The sugar program has become increasingly complicated and market distorting since import quotas were re‐established in the early 1980s. Today, no other agricultural commodity faces such a stultifying collection of laws and regulations. The government controls how much sugar American sugarcane and sugar beet farmers are allowed to sell in the U.S. market. The 40 countries allowed to export sugar to the United States are limited by quota amounts established more than 30 years ago. The U.S. Department of Agriculture acquired surplus sugar in 2013 in an effort to keep the price high, and then spent more than $250 million of taxpayer funds to convert that sugar into relatively lower‐value ethanol.

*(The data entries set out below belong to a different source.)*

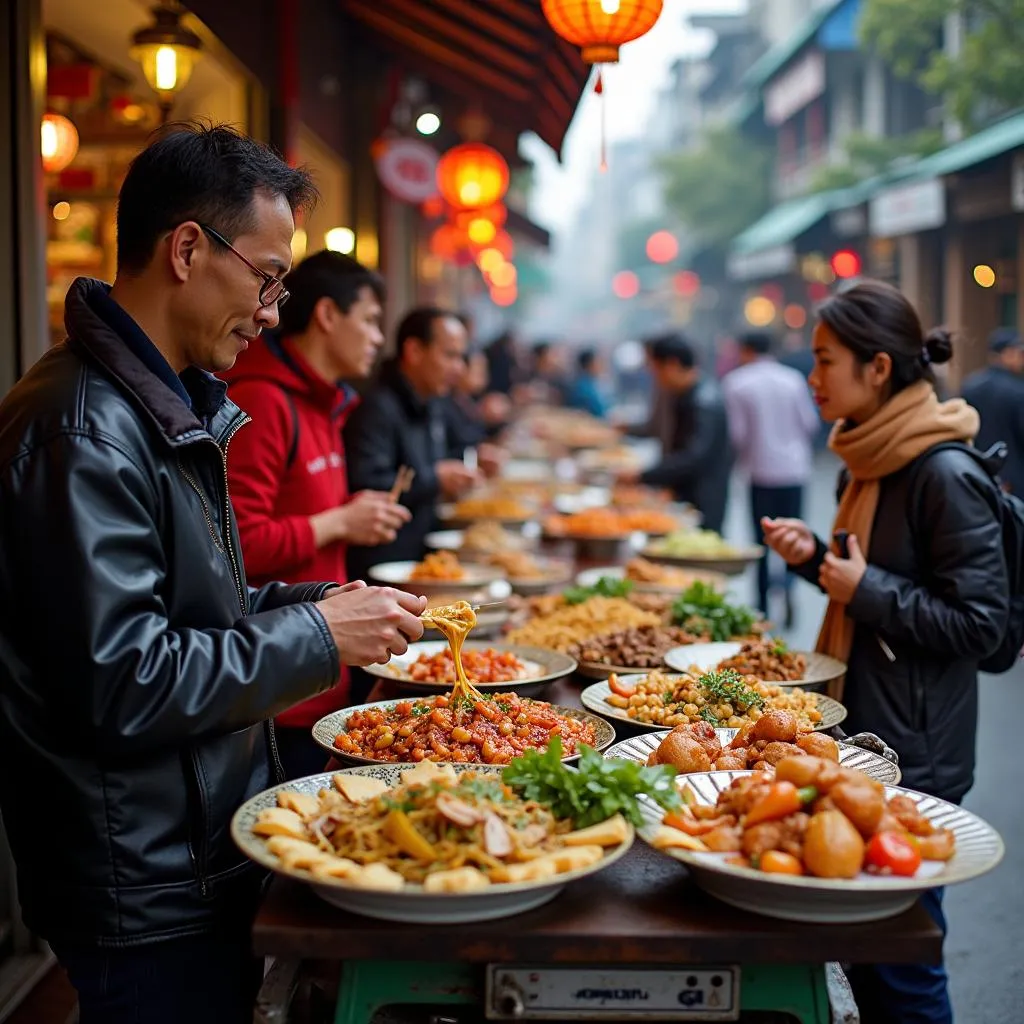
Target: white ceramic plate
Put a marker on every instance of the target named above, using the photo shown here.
(397, 574)
(411, 904)
(640, 748)
(543, 667)
(820, 668)
(593, 697)
(866, 897)
(331, 725)
(590, 577)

Today, millions of Americans will give boxes of candy to their valentines. Seeking to strengthen loving relationships is a very good thing; what is not so good is that the candy will cost more than it should because of U.S. sugar policy. The sugar program should be reformed to make sweetness and romance more affordable.
A 2011 study by economists at Iowa State University estimated that consumers would save up to $3.5 billion per year (depending on the size of the gap between U.S. and world prices), if the United States ended all market‐distorting sugar policies. Given that the 2007 Census of Agriculture was able to count only 4,714 sugar farmers (4,022 producing beets and 692 producing cane), that amounts to a consumer cost of about $740,000 per farmer. Perhaps it’s not surprising that sugar growers have been willing to live with the program’s restrictions in order to enjoy its benefits.
Other countries also have policies that distort sugar production and trade. Because of those subsidies, the U.S. sugar industry has long argued that it could not survive without government support. Many policymakers have accepted that argument, which has helped to prevent reform measures from moving forward. However, a 2015 publication by the U.S. Department of Agriculture casts serious doubt on that presumption by presenting a study of global sugar production costs. That analysis clearly suggests that the sugar industry would remain viable, even in the absence of U.S. import restrictions and domestic supports.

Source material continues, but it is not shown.